Estate Planning Newsletter – December 2016

February 7th, 2017   •   Comments Off on Estate Planning Newsletter – December 2016   

BE THOROUGH AND COMPLETE IN FILLING OUT APPLICATIONS FOR INSURANCE

 

In the case of Lane v. American General Life & Accident Insurance Co., the Tennessee Court of Appeals denied a claim for life insurance benefits on the grounds that the insured made a material misrepresentation on the life insurance policy application.  In the Lane case, Mr. Lane applied for and was issued a $100,000.00 life insurance policy in October, 2002.  Less than two years later, on July 20, 2004, Mr. Lane died from a massive heart attack.

 

In his application for life insurance, Mr. Lane responded to questions by submitting that he had experienced no chest pains or any other disease or disorder of the heart, blood, or blood vessels within the last ten years.  Additionally, he responded that he had not consulted with a doctor nor been treated at a hospital, clinic, or treatment facility within five years of the date of the application.  Because Mr. Lane died within the two year contestability period listed in the policy, American General’s Claim Department conducted a routine contestable investigation.  That investigation discovered that Mr. Lane had been treated at an emergency room less than one month before filling out his application for life insurance complaining of right shoulder and back pain and chest pain.  Mr. Lane received an electrocardiogram and stress test which revealed he had suffered a small heart attack.  None of this information was made known to American General.

 

Mrs. Lane defended the case by stating that Mr. Lane answered the questions “to the best of his knowledge and belief” and insofar as he had been informed, he had never been diagnosed with chest pain or COPD, and that he did not know that a treadmill test had shown that he had suffered a small heart attack.

 

The Court of Appeals gave Mrs.
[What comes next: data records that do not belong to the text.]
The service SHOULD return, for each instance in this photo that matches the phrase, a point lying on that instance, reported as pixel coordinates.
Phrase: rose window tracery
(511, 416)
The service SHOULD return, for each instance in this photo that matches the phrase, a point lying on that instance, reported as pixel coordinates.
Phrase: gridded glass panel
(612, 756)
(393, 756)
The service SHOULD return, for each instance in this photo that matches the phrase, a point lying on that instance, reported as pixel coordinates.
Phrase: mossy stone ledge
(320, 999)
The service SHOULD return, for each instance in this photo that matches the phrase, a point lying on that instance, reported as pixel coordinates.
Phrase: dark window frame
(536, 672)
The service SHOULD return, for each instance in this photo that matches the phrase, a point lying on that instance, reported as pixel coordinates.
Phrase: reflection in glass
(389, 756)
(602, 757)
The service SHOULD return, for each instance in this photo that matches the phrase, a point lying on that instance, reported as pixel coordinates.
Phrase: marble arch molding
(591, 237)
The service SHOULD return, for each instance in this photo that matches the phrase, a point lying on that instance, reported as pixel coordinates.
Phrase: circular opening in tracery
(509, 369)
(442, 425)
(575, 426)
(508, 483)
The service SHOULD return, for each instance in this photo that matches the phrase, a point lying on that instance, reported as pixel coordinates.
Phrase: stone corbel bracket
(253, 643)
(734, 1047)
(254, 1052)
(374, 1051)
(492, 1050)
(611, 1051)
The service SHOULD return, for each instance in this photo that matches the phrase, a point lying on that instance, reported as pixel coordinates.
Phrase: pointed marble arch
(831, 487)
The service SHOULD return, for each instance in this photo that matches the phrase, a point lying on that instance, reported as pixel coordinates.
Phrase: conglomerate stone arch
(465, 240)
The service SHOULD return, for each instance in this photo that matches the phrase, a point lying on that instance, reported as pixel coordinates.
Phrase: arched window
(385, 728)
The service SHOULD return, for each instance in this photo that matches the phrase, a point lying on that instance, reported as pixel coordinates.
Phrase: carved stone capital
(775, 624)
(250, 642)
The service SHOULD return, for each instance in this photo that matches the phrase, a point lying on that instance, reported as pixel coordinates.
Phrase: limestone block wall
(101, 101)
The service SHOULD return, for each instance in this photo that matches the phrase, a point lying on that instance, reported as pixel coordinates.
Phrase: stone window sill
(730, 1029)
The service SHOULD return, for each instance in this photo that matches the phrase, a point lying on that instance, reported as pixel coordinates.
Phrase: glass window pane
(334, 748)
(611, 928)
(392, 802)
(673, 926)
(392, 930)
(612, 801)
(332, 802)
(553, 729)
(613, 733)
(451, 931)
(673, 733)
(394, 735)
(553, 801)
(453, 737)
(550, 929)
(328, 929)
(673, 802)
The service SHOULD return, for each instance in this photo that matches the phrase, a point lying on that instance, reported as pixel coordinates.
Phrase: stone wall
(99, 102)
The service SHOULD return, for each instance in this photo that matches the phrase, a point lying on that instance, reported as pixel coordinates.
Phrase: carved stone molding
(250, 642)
Lane the benefit of the doubt on her affidavit about the knowledge and belief of Mr. Lane as to the diagnosis of his health condition.  However, because Mr. Lane failed to list on the application the fact that he had been treated in an emergency room and by a heart surgeon just a few weeks before making the application, this failure to identify the treatment was a material omission or misstatement; and that fact resulted in American General not obtaining pertinent medical records which correspondingly increased the insurance company’s risk of loss.  None of this treatment was listed on the application when Mr. Lane was asked to list all doctors and hospitals where he had been treated in the last five years.

 

MY RECOMMENDATION:   Be thorough, complete, and intentional on insurance applications.  Failure to disclose medical information can be grounds for denial of a claim if the insured makes a misrepresentation that increases the insurer’s risk of loss.  The courts have ruled that the insurance company’s risk of loss is increased if the relevant event naturally and reasonably influences the judgment of an insurer in making the contract.

Yours very truly,

RAINEY, KIZER, REVIERE & BELL, P.L.C.